The Current State of Financial Privacy

In a press release to address the criticisms that have been circulating about the proposal, the U.S. Treasury wrote,

In reality, many financial accounts are already reported on to the IRS, including every bank account that earns at least $10 in interest. And for American workers, much more detailed information reporting exists on wage, salary, and investment income.

It's an odd defense tactic, but it works. For quite some time, the government has been actively monitoring bank accounts. Although such a low reporting requirement is uncommon, financial surveillance is not.

When someone attempts a cash transaction with a bank for more than $10,000, the bank is required to file a currency transaction report (CTR). And, even if one tries to be clever by depositing $2,500 four times or $9,000 first and then $1,000 later, banks are compelled to record this as well. That tactic, in fact, has its own name: "structuring," and it is a federal felony. Furthermore, if structuring or other illegal behavior is suspected, the bank is required to file a suspicious activity report (SAR).

The origins of these reports can be traced back 50 years to the Bank Secrecy Act (BSA), which was enacted to combat financial crime. However, the BSA came at a high cost. It effectively granted the government access to banking records without ever informing account holders or giving them the opportunity to resist. Indeed, it was this form of monitoring that resulted in the 1976 Supreme Court ruling in United States v. Miller, which found in favor of the government's power to monitor accounts.

The Right to Financial Privacy Act (RFPA) was not enacted until two years later, in 1978. Even so, it was insufficient to overcome the BSA. The RFPA requires the authorities to obtain agreement from the account holder before accessing banking information without a warrant or subpoena. The RFPA's demand was a step in the right direction. It does not, however, go far enough. Federal agencies are allowed exceptional exceptions to the RFPA's protection in the list of exclusions for enforcing tax law and provisions under the BSA.

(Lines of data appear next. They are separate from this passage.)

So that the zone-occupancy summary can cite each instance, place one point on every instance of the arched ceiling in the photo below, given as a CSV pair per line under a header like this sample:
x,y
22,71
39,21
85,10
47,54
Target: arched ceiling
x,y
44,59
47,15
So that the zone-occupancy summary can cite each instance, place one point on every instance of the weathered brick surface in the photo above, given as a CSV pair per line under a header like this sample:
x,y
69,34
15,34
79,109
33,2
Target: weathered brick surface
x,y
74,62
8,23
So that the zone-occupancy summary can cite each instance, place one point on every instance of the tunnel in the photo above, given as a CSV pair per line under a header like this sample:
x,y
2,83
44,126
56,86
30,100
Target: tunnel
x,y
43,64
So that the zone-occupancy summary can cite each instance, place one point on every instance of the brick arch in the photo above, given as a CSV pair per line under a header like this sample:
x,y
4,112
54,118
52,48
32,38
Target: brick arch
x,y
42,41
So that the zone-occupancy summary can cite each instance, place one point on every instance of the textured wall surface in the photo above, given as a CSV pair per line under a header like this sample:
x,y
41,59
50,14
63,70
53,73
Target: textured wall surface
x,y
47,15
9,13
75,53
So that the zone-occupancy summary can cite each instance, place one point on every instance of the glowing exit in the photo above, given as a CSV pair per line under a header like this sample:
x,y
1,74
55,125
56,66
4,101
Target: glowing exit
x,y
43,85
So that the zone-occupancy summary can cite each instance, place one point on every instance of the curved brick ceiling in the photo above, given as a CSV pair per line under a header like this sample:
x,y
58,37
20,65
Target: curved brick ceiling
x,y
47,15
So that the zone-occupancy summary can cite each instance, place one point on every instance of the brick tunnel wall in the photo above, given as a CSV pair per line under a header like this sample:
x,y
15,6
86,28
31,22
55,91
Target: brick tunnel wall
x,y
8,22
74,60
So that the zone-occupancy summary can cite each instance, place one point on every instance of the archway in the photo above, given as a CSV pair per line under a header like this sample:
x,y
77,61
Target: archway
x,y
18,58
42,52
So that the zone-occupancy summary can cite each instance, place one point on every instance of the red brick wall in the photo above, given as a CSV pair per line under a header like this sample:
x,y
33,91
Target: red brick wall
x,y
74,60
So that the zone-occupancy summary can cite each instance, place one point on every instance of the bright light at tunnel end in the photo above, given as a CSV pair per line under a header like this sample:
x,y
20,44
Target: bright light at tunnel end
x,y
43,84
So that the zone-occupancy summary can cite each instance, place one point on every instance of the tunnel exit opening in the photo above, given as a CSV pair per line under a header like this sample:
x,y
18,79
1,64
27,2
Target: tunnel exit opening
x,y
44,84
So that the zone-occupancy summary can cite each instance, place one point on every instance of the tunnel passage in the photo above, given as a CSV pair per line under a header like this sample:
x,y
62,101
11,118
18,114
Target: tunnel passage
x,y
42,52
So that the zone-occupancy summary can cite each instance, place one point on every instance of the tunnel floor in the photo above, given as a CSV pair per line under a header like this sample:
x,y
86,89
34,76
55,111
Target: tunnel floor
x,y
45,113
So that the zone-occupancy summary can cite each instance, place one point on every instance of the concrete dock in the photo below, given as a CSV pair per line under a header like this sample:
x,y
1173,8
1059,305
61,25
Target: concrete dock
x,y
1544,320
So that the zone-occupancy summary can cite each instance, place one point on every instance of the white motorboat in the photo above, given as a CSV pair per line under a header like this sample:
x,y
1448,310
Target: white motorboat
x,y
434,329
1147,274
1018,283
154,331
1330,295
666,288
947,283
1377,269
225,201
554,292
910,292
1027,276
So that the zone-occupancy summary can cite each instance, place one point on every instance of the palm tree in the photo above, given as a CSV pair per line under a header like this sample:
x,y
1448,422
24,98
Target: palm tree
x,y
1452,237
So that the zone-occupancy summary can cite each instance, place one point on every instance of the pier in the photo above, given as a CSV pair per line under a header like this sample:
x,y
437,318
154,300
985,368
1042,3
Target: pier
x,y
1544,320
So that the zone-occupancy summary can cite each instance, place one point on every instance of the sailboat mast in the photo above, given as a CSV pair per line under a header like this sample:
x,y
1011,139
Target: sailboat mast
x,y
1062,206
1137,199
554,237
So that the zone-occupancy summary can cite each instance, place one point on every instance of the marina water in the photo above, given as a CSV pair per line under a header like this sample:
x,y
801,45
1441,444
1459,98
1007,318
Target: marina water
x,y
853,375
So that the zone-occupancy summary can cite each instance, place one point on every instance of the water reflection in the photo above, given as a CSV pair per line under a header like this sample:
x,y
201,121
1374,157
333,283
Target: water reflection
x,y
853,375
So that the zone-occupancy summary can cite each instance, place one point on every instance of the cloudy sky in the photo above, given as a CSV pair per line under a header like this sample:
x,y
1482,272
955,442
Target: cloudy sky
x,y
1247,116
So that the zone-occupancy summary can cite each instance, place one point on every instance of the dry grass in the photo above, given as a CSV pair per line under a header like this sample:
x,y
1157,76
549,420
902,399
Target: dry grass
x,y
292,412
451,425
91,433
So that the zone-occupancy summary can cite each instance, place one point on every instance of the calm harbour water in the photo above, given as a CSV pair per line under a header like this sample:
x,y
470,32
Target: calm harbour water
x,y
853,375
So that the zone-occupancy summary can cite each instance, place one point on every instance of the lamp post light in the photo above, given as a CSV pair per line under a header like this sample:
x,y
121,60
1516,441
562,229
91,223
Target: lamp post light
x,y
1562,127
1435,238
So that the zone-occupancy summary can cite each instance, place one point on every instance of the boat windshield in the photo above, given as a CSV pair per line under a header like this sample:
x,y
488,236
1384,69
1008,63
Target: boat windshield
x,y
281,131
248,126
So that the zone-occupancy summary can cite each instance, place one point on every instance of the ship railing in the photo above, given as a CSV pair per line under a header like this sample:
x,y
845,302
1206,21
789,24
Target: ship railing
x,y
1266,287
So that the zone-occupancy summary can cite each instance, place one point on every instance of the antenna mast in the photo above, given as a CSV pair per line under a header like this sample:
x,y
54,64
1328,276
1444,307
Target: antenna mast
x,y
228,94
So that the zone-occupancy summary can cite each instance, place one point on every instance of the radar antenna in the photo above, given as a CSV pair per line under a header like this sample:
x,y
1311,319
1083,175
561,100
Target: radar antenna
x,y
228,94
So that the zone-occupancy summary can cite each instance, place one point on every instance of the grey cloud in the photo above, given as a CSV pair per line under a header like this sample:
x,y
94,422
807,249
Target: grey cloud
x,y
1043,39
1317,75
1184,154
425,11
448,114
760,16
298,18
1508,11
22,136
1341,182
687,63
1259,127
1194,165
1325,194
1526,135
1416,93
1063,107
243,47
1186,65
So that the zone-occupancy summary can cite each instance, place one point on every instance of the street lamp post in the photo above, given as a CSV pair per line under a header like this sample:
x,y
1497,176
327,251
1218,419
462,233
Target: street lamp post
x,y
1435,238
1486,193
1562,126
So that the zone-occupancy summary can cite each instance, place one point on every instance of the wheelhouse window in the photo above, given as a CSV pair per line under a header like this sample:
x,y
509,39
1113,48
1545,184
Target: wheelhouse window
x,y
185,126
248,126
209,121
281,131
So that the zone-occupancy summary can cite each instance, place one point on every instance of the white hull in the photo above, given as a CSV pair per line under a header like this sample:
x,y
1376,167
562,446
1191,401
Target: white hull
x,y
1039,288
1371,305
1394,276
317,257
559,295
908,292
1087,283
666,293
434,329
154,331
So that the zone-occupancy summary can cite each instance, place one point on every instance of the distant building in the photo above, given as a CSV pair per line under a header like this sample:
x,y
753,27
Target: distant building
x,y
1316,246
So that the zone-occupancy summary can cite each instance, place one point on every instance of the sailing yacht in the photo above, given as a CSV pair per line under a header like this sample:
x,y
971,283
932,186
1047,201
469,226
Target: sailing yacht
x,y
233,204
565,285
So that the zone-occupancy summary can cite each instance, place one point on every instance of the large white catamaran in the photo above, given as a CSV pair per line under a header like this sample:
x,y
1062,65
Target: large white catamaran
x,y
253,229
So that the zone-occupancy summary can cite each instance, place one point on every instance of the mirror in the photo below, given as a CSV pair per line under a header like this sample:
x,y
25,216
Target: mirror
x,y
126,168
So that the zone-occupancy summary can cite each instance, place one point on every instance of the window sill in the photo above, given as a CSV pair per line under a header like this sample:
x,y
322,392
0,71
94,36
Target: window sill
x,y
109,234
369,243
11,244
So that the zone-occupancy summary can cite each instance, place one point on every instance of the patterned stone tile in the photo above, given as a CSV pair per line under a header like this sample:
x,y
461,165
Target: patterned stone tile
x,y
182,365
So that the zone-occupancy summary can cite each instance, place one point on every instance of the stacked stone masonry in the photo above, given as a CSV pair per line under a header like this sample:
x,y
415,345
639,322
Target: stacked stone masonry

Given the result in United States v. Miller, the new threshold for bank account surveillance, whether it be $600 or $10,000, would be difficult to contest on Fourth Amendment grounds. However, critics are not mistaken in their concerns about the concept. "Freedom of opinion, expression, and action are critical to unleashing each person's unique ability to contribute to society," stated SEC Commissioner Hester Peirce last year. Untargeted government surveillance measures, even if wellintended, endanger that freedom."

Since 1976, a lot has changed. Technology is no longer an odd addition to our daily lives; it is integrated into every aspect of our lives. From utilizing credit cards for large and small purchases to obtaining loans directly from one's phone, technological advancements over the last 50 years have ushered in a new era of banking. So, perhaps it's time to rethink the third-party doctrine. Indeed, in the 2012 case of United States v. Jones, Justice Sonia Sotomayor stated,

More fundamentally, it may be necessary to reconsider the premise that an individual has no reasonable expectation of privacy in information voluntarily disclosed to third parties. This approach is ill suited to the digital age, in which people reveal a great deal of information about themselves to third parties in the course of carrying out mundane tasks.

Justice Sotomayor is right. The Biden administration proposal may be considered constitutional, but that does not mean the conversation about financial privacy rights should end here.